Chicken liver Ragù

Right, ok, so - you make a slow-cooked, tomato-based pasta sauce, but with chicken livers, and you put some dill in it. Honestly, you probably don't need to read the recipe now.

Nigel Slater managed to blag a twelve quid paperback onto bestseller lists by filling a couple of hundred pages with "ideas for dinner" that aren't a whole world sturdier than that. But he's got the media platform of a kind of chorizo-coated Stephen Fry, and I'm going to have to work a bit harder than that.

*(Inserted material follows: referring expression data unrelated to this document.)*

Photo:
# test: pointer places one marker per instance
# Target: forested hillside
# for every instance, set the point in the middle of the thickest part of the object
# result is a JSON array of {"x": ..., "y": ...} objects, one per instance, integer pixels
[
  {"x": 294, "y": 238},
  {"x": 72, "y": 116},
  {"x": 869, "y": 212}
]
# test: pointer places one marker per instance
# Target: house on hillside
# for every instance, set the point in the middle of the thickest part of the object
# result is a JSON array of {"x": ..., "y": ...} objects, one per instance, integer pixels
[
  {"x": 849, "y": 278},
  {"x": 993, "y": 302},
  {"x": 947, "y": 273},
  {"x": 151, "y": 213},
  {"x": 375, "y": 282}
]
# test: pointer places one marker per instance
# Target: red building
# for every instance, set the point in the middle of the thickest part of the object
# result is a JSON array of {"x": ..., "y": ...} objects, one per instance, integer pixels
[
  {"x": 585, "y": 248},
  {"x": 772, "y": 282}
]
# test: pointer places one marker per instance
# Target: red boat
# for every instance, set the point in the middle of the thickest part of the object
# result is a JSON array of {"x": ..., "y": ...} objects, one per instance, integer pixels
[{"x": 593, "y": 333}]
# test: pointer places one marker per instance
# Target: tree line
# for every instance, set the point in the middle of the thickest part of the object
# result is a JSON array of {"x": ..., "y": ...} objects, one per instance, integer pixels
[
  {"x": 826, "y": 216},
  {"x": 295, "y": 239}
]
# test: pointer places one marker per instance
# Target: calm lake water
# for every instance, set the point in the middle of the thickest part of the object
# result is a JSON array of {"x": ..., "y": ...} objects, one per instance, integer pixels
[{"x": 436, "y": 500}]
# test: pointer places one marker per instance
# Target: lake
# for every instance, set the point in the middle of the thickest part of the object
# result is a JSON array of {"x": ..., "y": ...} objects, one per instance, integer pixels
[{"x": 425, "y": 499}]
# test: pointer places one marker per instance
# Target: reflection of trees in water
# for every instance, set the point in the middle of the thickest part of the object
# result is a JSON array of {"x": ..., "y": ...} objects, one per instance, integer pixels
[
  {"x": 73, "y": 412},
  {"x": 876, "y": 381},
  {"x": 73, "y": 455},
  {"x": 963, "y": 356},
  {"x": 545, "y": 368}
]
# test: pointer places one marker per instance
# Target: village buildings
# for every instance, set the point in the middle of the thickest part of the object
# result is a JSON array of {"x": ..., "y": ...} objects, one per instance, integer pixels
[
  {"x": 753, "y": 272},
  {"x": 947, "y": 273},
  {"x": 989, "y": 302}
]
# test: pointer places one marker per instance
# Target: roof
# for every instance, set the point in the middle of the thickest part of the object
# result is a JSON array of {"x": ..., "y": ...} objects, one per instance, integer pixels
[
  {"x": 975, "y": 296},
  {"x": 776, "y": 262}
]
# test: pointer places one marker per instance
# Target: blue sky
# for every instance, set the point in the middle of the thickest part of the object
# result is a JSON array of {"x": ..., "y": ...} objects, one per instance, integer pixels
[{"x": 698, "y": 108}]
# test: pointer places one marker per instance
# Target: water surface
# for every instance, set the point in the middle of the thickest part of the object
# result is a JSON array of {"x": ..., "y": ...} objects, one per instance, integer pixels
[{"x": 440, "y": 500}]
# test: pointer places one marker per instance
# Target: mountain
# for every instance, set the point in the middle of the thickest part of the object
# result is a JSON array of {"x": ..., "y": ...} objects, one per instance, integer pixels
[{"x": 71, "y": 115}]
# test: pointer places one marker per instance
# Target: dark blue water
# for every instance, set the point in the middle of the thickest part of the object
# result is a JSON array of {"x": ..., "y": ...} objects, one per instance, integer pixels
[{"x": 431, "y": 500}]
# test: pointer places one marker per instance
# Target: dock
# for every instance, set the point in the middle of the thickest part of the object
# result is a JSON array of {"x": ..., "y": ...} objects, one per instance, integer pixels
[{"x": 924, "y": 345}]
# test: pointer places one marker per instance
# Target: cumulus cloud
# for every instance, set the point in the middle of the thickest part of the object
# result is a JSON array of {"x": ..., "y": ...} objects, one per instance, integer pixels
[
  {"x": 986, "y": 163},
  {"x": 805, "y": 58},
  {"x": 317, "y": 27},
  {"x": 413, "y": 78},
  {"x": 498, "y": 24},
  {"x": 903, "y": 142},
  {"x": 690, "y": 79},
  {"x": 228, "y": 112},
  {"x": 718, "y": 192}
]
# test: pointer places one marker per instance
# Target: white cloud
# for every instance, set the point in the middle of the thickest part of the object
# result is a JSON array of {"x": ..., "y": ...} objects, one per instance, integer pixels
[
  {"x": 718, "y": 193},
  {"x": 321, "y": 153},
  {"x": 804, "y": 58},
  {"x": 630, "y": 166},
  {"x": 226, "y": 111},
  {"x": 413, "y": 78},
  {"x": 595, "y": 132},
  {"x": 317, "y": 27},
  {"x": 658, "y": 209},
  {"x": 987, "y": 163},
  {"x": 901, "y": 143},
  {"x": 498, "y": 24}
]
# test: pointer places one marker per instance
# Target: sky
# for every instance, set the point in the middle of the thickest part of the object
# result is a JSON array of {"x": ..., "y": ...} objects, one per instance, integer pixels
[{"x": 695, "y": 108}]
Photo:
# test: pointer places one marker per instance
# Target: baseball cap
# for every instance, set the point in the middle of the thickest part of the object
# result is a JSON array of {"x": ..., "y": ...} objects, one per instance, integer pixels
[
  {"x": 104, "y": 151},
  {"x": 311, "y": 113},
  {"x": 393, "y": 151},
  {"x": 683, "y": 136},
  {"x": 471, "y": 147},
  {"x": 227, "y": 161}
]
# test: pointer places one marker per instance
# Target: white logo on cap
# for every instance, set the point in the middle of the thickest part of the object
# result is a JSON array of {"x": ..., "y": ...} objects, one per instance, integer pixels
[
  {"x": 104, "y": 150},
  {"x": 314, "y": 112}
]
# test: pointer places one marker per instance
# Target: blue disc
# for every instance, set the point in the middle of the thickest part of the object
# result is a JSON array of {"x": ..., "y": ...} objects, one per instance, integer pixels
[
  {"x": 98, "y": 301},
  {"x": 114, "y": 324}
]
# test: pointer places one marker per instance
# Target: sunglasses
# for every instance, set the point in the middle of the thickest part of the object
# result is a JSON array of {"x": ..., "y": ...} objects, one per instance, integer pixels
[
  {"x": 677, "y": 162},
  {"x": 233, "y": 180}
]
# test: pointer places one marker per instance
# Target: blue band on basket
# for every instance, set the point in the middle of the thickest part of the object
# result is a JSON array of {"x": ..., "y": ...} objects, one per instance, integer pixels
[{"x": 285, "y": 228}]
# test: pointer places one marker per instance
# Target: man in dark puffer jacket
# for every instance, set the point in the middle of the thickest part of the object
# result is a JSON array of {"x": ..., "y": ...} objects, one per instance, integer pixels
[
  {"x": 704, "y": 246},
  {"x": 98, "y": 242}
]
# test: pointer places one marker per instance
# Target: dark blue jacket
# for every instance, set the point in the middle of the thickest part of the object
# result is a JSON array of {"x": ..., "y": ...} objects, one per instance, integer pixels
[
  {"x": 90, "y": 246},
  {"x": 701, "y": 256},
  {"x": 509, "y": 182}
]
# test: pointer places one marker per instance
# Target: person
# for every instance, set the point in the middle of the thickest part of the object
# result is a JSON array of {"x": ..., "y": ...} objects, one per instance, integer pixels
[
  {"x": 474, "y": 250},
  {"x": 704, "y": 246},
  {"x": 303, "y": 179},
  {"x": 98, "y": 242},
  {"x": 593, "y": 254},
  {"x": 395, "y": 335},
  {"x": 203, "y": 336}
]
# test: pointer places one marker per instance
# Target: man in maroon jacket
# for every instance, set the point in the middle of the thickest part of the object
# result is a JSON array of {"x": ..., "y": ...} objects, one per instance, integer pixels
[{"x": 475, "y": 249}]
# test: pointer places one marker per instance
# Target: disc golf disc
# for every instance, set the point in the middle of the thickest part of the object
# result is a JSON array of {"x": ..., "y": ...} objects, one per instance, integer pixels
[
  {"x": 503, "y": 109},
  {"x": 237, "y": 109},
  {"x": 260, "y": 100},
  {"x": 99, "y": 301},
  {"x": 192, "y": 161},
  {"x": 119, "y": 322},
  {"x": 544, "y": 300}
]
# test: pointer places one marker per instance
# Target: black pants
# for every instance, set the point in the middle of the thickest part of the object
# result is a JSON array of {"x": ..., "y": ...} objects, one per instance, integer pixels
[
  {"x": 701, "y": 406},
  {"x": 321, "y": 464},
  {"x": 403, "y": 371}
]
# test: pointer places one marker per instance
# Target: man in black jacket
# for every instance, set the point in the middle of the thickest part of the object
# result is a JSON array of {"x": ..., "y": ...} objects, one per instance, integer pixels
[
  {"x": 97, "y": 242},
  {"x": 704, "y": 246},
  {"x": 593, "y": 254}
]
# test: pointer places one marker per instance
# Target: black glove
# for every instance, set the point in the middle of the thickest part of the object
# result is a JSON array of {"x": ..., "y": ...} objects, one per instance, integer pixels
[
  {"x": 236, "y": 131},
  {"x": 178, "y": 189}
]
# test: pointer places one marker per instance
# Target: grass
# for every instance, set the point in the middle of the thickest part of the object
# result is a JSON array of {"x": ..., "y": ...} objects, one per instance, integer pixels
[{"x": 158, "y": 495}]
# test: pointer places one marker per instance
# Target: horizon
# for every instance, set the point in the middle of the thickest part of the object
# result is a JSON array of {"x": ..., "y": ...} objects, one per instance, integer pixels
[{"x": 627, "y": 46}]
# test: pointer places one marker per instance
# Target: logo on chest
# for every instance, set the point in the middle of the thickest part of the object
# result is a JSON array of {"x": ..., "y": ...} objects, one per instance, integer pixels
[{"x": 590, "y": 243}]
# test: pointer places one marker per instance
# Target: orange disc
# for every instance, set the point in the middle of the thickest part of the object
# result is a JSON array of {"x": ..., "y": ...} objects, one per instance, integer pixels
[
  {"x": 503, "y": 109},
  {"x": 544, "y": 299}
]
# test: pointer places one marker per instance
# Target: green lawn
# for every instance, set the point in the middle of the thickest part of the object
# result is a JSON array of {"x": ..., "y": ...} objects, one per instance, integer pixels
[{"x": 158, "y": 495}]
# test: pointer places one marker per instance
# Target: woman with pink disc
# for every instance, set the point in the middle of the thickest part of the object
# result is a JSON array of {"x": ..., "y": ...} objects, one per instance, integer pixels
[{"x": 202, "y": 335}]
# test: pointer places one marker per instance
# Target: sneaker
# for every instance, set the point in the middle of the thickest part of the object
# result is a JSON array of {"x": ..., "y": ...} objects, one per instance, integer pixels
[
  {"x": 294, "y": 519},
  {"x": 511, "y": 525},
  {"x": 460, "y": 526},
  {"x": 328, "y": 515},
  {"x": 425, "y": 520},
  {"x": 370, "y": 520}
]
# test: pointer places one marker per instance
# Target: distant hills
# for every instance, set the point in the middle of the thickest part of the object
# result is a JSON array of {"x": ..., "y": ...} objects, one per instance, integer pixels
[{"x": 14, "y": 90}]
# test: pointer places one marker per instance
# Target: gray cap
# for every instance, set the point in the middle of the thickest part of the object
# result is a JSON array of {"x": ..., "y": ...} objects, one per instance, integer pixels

This is something I've been cooking for years. It's been through a few iterations, but I think this is the simplest it's been while I've still liked it. The nice part is that because chicken livers cook down pretty readily, you can get to the texture of a painstaking slow-cooked ragù in a fraction of the time. They're also dirt cheap. The dill is a little twist that freshens up the heaviness of the liver.

I was going to keep this as "exclusive content" for the book, but:

Chicken liver ragu

Chicken liver ragu

  1. I've been making this forever, and quite a lot of people have versions of the recipe.

  2. The book is horribly stalled because I'm shit (and there's been limited spare daylight hours lately).

  3. I'm bored.

It serves 3-4, and you can put carrot and celery in it if you want to.

Ingredients:

  • Chicken livers, 400 g

  • Bacon, 100 g (I use smoked streaky, but it can be overpowering)

  • A tin of tomatoes

  • Onions, 2 medium

  • Garlic, 2-4 cloves as dictated by your moral compass

  • Red wine, 250 ml (I use a light red like Valpolicella)

  • Chicken stock, 200ml

  • Basil, 1 tsp

  • Parsley, 1/4 tsp

  • Dill, 1/4sp (or half a teaspoon if you're feeling brave)

  • Black pepper, a really sturdy grind

Also some pasta, obviously. And parmesan - gods, we're not savages.Herbs are all dried here. Fresh doesn't add much in this case.

Instructions:

Peel and finely dice the onions and garlic. Chop the bacon. Very finely chop the liver. You almost want to mince it. Yes, this is gross. Try not to think about it.

Fry the onion on a low heat in a little olive oil for 5-6 minutes, until it's soft with just a little colour. Add the bacon and raise the heat a little. Cook it for a minute or two, and add the liver. Fry this off at a fairly robust heat, stirring to break up any clumps, for another 5-6 minutes, making sure you've driven off any liquid and it's all frying along nicely.

Add everything else, mix it well, and set it on a low simmer for about an hour, or until the liquid is mostly gone and we're looking at a thick, jam-ish texture.Make pasta happen, put it all together, and get on the outside of it with the rest of that bottle of Valpolicella.

A word on the cooking time.

That hour doesn't really deliver on my promise of a quick pasta sauce, does it?

Well, two things - I will never lie to you about onions, and you can knock a fair bit off it if you need to.

Once it's had at least twenty minutes to all amalgamate a bit, you can crank the heat up and reduce it hard. Now, I don't do this, and only in part because I'm a massive gastroponce. The flavour does suffer a bit (I cook mine for closer to an hour and a half) and you've got to watch it so it doesn't burn. But the flavour doesn't take so much of a hit that you're fucking the meal up, not by a long way. Basically, you can burn a bit of subtlety for a timely dinner.

Either way, what you get is pretty deep and rich. The dill lifts the earthiness of the liver, but not so much that it's not recognizably organpaste. Chicken livers are some of the gentlest bits of offal you can cook with, but they're still hard-working meat. That's kind of the point - we're taking a shortcut to big and heavy flavour, then throwing in the favoured fish herb of the 1980s to gentle it all out.Oh - I've added chorizo to this before, and it's been tasty. Because chorizo. If you're going to try it like that, dice the chorizo, maybe using it to replace the bacon, and switch out the dill for some fennel seeds.